HANZA (HANZA) M&A announcement summary
Event summary combining transcript, slides, and related documents.
M&A announcement summary
11 Jan, 2026Deal rationale and strategic fit
Acquisition aligns with the 2025 strategy to expand presence in Finland and the Baltics, strengthening advanced mechanical manufacturing capabilities and supporting critical mass in these markets.
Leden Group brings complementary technology, a diversified and non-overlapping customer base, and modern facilities, enhancing operational resilience and competitiveness.
The deal supports structured expansion through organic growth and well-chosen acquisitions, enabling cross-selling and accelerated growth.
Leden's strong customer base in sectors like energy management, medical technology, and IT infrastructure complements existing operations.
Management highlights shared values and the strategic value of acquiring competence and state-of-the-art facilities.
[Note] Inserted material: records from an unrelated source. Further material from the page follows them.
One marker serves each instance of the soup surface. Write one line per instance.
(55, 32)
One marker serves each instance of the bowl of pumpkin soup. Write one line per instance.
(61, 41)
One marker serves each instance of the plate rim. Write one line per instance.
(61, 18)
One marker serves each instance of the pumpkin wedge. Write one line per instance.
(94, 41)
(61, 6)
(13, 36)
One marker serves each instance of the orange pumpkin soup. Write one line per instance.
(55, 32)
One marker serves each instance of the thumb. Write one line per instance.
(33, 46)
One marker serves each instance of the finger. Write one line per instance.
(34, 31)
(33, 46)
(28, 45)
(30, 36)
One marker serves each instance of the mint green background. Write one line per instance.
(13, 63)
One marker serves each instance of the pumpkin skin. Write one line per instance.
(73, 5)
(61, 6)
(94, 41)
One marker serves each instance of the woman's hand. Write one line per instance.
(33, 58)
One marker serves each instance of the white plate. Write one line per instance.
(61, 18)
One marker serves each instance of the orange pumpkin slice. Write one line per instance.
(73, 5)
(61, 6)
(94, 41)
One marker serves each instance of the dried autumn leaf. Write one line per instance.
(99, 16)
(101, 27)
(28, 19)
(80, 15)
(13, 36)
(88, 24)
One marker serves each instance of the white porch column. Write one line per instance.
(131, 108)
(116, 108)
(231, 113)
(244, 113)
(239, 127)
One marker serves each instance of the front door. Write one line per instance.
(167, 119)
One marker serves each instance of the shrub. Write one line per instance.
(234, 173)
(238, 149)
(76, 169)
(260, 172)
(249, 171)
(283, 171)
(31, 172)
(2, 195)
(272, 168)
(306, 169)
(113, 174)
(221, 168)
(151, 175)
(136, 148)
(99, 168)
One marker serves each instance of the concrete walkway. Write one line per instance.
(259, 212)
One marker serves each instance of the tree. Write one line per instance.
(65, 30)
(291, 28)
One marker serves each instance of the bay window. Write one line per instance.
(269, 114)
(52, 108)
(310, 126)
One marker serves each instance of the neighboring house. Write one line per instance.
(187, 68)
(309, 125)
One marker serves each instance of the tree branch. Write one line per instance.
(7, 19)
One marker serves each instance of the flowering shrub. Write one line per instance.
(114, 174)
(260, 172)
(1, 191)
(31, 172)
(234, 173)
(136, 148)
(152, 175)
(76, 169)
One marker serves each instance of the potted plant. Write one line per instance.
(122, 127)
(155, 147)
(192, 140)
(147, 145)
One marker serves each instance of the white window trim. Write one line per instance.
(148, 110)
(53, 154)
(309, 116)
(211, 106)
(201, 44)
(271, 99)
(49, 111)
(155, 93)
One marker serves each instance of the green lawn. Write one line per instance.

Financial terms and conditions
100% of Leden Group shares acquired for a purchase price based on a 7x EBITA multiple (2025 basis), with a cash and debt-free structure.
Initial payment: €21 million in cash and 2.3 million newly issued shares valued at €14 million (approx. SEK 70/share), totaling €35 million.
Additional earnout up to €15 million and up to 300,000 more shares, contingent on 2025 profitability and share price.
Share portion subject to lock-up; cash portion fully financed through credit facilities and existing cash.
Share dilution from new issuance is about 5%.
Synergies and expected cost savings
Integration into HANZA's cluster model is expected to streamline costs, increase profitability, and unlock sales synergies via cross-selling.
Leden's well-invested facilities reduce future capital expenditure needs.
Enlarged Finland and Baltic cluster expected to improve profitability and resilience to sales fluctuations.
Post-integration, Leden is expected to achieve higher margins within HANZA's structure.